欧州が2035年に内燃機関を搭載した新車の販売を止める計画は、春先に見えたほど決定的ではなくなってきた。自動車業界からの圧力や充電インフラの整備をめぐる論争を受け、ブリュッセルは2030年代半ば以降も内燃機関を生かす道を探っている。ただし条件は厳しい。新型車は合成ガソリン(eFuel)やバイオ燃料といった、低排出の再生可能燃料で走らなければならない。この動きは急な方針転換というより、現実的な保険に近い。

狙いは明快だ。電動化の歩みが遅いゾーンを一掃せずに、クルマ全体のカーボンフットプリントを着実に縮めること。業界内ではHVO100(加水素処理した植物油・動物脂)や合成燃料が例として挙がり、少なくとも理論上は、従来の石油系燃料よりライフサイクル排出を大きく削れるとされる。とはいえ強調すべきは「理論上」という点。期待は膨らむが、真価は実装の場でこそ問われる。

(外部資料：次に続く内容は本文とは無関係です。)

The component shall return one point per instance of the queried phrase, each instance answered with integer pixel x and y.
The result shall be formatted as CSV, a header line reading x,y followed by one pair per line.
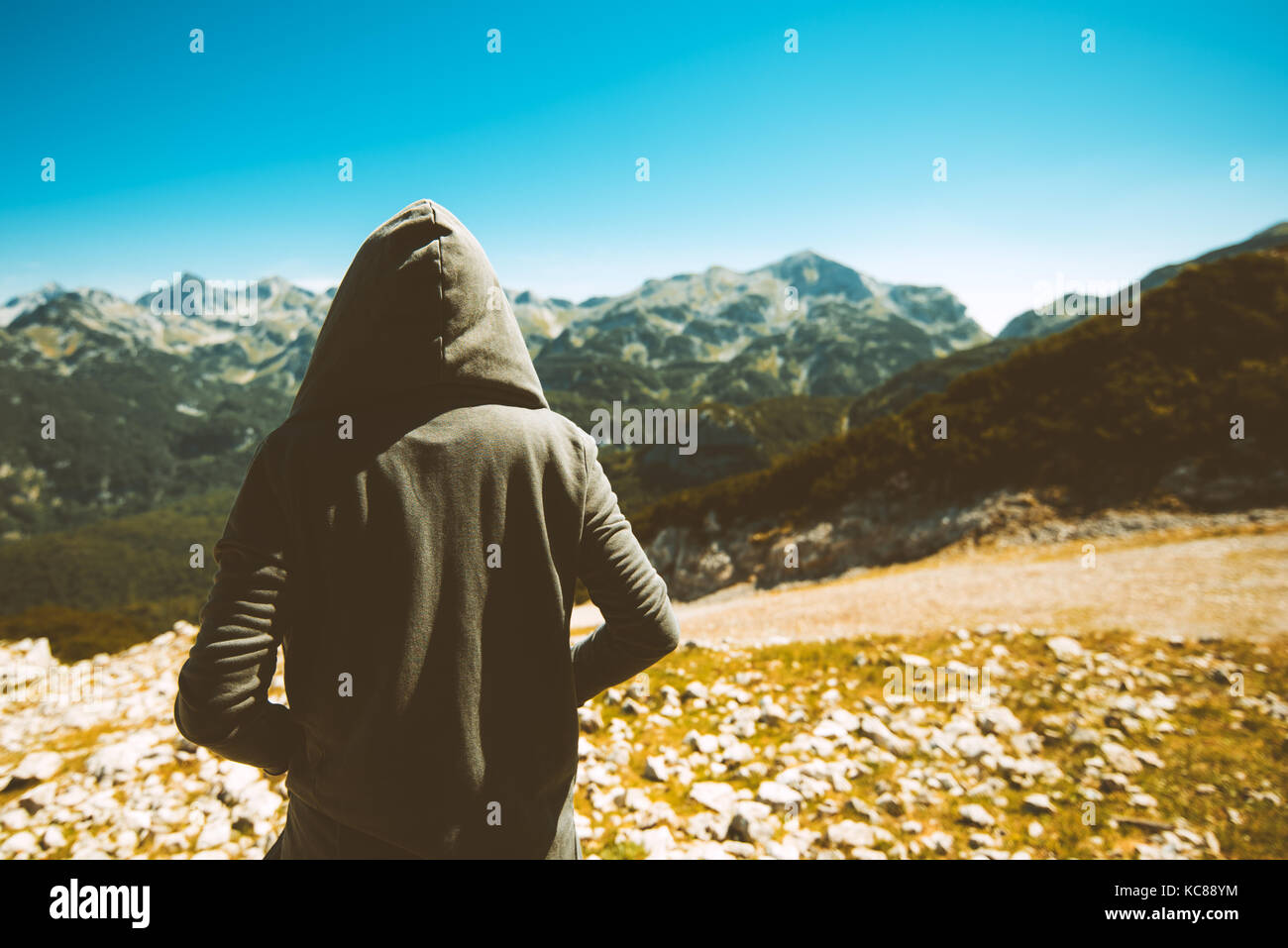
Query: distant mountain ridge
x,y
797,326
1034,325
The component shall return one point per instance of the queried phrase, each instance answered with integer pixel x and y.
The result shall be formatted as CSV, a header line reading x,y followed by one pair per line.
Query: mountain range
x,y
776,359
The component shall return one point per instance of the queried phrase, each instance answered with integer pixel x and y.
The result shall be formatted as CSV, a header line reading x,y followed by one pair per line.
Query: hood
x,y
419,313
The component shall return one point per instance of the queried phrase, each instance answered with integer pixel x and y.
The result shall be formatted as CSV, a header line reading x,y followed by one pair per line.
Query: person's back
x,y
413,535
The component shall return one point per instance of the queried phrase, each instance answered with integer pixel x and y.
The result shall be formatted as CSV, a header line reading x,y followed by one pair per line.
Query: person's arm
x,y
639,625
223,686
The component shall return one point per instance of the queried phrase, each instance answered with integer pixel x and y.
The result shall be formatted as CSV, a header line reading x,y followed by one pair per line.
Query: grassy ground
x,y
1236,745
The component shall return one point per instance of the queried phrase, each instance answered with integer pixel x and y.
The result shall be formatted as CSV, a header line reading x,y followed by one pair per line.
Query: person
x,y
412,536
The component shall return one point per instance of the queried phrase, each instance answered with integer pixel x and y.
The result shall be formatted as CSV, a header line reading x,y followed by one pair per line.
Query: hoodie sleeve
x,y
639,625
223,686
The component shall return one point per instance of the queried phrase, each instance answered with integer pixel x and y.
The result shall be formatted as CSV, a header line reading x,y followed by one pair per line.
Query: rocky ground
x,y
1108,745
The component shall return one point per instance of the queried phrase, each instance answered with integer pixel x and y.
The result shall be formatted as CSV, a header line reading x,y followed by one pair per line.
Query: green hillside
x,y
1103,411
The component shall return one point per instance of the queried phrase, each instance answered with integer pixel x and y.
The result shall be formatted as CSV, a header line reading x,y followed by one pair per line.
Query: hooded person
x,y
412,536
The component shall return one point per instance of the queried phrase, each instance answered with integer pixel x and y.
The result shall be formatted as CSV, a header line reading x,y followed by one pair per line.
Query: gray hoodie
x,y
412,536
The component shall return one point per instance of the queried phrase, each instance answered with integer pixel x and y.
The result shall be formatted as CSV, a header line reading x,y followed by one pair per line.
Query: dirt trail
x,y
1164,583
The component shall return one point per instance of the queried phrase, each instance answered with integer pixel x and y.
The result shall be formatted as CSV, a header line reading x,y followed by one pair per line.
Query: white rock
x,y
778,794
975,814
1065,649
715,796
38,766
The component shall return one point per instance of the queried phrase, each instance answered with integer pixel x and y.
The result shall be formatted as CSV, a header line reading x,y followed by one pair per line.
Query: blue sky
x,y
1095,166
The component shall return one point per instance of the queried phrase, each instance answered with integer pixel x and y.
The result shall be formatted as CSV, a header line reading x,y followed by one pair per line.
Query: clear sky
x,y
1091,165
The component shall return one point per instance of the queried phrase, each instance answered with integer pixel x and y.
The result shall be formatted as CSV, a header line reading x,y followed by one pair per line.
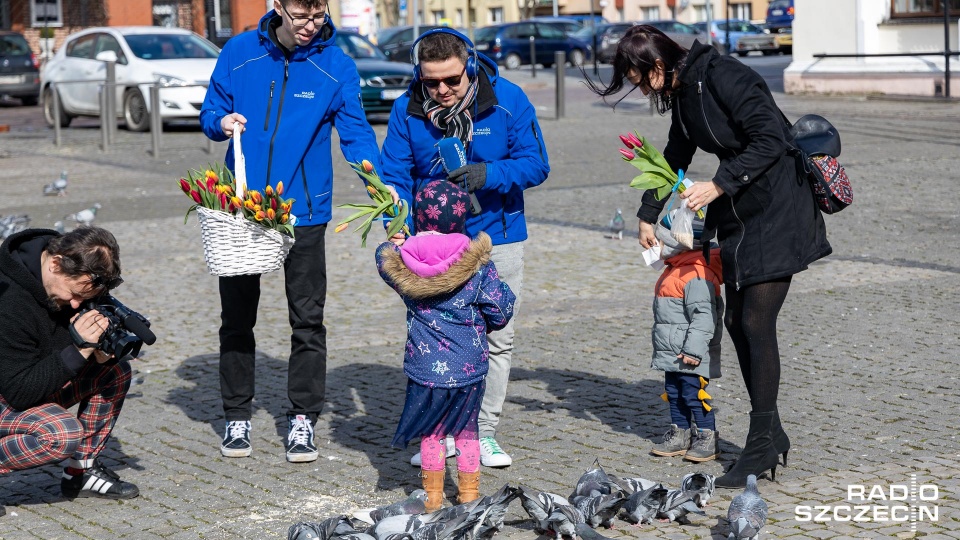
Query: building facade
x,y
869,27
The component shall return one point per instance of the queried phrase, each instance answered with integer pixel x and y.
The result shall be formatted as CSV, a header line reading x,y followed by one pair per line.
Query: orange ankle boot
x,y
433,485
469,484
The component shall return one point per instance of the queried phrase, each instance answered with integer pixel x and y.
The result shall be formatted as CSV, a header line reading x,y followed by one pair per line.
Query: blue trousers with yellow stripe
x,y
687,396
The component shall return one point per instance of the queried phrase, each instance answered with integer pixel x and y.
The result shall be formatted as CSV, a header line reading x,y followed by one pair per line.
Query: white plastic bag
x,y
681,227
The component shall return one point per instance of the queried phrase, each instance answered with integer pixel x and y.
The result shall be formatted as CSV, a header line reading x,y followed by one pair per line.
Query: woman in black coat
x,y
762,212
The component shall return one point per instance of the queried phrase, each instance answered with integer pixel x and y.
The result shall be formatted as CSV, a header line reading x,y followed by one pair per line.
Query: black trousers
x,y
305,273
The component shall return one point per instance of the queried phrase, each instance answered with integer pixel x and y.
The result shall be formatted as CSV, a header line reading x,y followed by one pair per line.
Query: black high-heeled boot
x,y
757,456
781,443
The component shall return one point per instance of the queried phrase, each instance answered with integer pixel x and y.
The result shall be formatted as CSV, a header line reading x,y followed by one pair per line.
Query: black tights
x,y
751,320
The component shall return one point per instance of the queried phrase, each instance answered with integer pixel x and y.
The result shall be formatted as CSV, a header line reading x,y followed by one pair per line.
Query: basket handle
x,y
239,163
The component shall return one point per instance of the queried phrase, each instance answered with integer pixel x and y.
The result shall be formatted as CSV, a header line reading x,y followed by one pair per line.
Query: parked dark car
x,y
381,81
19,69
397,45
684,34
607,37
509,44
779,15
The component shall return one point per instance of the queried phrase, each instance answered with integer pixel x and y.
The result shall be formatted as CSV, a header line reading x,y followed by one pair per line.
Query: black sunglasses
x,y
100,282
451,82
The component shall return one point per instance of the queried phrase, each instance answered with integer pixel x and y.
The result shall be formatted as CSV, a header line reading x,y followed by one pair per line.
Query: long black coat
x,y
767,221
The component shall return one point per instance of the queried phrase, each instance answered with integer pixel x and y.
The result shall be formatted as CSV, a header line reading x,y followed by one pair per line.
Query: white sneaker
x,y
491,455
416,461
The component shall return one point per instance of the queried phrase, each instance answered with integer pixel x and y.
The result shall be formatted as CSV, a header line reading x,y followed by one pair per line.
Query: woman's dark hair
x,y
640,48
89,251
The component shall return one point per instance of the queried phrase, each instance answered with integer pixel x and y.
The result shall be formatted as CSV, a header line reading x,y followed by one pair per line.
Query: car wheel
x,y
576,57
48,114
135,111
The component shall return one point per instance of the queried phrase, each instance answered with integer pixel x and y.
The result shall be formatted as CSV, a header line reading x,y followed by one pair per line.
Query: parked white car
x,y
180,61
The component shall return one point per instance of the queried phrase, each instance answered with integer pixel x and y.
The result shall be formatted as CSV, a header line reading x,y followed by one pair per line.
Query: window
x,y
923,8
46,13
82,47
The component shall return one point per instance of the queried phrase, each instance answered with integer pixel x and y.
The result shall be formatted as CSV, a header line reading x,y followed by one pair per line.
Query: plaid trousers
x,y
48,433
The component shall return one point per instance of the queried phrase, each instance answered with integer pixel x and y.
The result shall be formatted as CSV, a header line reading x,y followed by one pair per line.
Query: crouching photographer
x,y
58,349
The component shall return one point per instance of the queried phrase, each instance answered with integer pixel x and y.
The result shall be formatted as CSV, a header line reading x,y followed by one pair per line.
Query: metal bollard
x,y
55,96
533,57
560,61
104,128
156,125
110,88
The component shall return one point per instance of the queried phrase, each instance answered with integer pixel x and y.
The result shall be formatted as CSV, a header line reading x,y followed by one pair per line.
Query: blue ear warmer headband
x,y
471,51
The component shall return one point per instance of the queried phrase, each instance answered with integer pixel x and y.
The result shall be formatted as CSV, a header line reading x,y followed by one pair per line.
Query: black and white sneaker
x,y
300,447
236,439
97,481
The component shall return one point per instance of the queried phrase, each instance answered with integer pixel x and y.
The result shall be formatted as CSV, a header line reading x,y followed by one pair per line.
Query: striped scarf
x,y
454,121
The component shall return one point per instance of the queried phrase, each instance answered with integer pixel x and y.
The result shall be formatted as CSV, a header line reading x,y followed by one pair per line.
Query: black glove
x,y
472,177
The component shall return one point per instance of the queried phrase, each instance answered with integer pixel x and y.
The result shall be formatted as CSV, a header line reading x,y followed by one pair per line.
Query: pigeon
x,y
84,217
413,504
586,533
58,187
600,510
592,483
325,530
632,485
491,521
642,506
700,485
747,513
676,504
539,505
12,224
616,225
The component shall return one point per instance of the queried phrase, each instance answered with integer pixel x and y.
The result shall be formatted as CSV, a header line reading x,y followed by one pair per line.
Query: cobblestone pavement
x,y
868,339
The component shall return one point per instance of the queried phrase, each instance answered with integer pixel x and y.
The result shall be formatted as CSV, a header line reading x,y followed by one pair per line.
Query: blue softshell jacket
x,y
506,136
291,105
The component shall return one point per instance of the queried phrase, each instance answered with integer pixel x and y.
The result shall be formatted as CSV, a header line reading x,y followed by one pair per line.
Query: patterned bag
x,y
817,147
831,187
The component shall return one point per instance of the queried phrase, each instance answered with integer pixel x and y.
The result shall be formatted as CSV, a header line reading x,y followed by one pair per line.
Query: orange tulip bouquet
x,y
380,209
244,231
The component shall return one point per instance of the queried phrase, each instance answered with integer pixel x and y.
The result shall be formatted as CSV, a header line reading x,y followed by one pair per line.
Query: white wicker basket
x,y
234,245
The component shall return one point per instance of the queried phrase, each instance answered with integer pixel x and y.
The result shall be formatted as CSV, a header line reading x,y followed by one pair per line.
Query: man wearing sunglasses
x,y
457,92
284,85
49,361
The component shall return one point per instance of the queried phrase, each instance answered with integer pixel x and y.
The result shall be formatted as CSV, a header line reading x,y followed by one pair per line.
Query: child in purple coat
x,y
454,297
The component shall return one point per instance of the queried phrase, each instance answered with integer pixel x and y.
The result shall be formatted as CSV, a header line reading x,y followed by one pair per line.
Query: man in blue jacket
x,y
457,92
285,84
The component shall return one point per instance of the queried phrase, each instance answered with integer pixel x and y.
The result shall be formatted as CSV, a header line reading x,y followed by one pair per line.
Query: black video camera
x,y
128,330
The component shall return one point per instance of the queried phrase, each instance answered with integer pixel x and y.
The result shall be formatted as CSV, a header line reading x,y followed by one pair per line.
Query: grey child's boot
x,y
705,445
676,441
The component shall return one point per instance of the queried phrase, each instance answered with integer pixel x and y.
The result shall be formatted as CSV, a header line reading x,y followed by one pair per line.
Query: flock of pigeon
x,y
596,501
58,188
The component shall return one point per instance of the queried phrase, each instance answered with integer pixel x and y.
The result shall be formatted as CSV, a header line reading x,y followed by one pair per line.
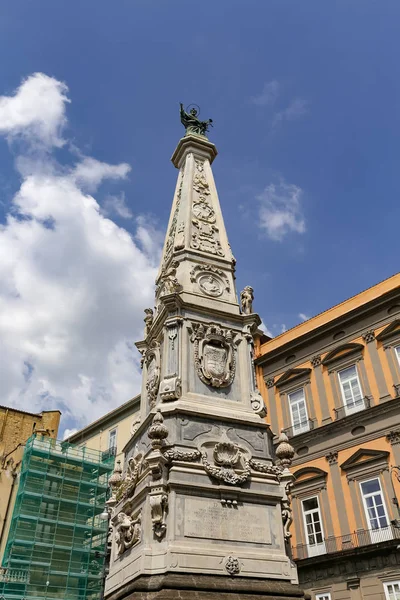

疑問も残る。緩和がプラグインハイブリッドやレンジエクステンダーにも及ぶのか、化石燃料を使い続ける車両の扱いはどうなるのか。そして重要なのは、変わらない部分だ。仮に新車の規則が和らいでも、既存の車には影響しない。通常のガソリンやディーゼルで走らせることが禁じられるわけではない。